Mając na uwadze bardzo trudny mecz z Energetykiem Poznań w turnieju towarzyskim w czasie okresu przygotowawczego do sezonu, oraz pamiętając o nie najlepszym, choć zwycięskim meczu z SMS-em Police w pierwszej kolejce, siatkarki PSPS Chemik Police w pełni skoncentrowany podeszły do kolejnego pojedynku z poznaniankami.

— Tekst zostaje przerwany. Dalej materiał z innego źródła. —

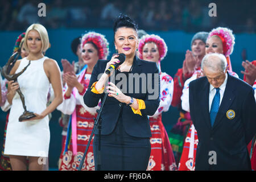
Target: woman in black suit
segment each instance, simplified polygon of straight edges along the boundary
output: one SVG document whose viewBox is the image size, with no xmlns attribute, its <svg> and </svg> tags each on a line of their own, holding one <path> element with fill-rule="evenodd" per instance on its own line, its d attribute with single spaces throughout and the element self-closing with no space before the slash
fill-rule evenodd
<svg viewBox="0 0 256 182">
<path fill-rule="evenodd" d="M 105 72 L 110 65 L 118 63 L 119 56 L 114 55 L 110 61 L 98 61 L 84 100 L 88 107 L 94 107 L 100 99 L 102 100 L 104 92 L 108 94 L 101 115 L 100 169 L 146 170 L 151 136 L 147 115 L 152 115 L 159 104 L 159 71 L 155 63 L 135 56 L 137 26 L 129 17 L 119 15 L 114 22 L 114 36 L 115 49 L 125 55 L 125 60 L 114 72 L 112 82 L 113 73 Z M 98 134 L 96 129 L 93 140 L 96 170 Z"/>
</svg>

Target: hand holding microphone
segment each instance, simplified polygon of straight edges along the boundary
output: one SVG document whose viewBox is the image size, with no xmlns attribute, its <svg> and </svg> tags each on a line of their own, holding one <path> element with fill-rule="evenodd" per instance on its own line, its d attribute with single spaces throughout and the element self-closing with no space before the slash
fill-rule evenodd
<svg viewBox="0 0 256 182">
<path fill-rule="evenodd" d="M 112 70 L 116 69 L 120 65 L 123 64 L 125 60 L 125 55 L 123 53 L 113 56 L 111 60 L 107 64 L 106 68 L 108 68 L 106 69 L 105 73 L 107 75 L 110 74 Z"/>
</svg>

Starcia, które - ku zaskoczeniu wszystkich - zakończyło się w trzech krótkich setach.
- Myślę że wielkim naszym atutem była sala, ponieważ Energetyk trenuje na dużo mniejszym obiekcie i jak same poznanianki mówiły: czuły się w Policach niczym zwierzęta wypuszczone z klatki - komentuje kierownik PSPS-u Adrianna Grabowska. - Co jednak nie zmienia faktu, że nasze dziewczyny pokazały dobrą siatkówkę.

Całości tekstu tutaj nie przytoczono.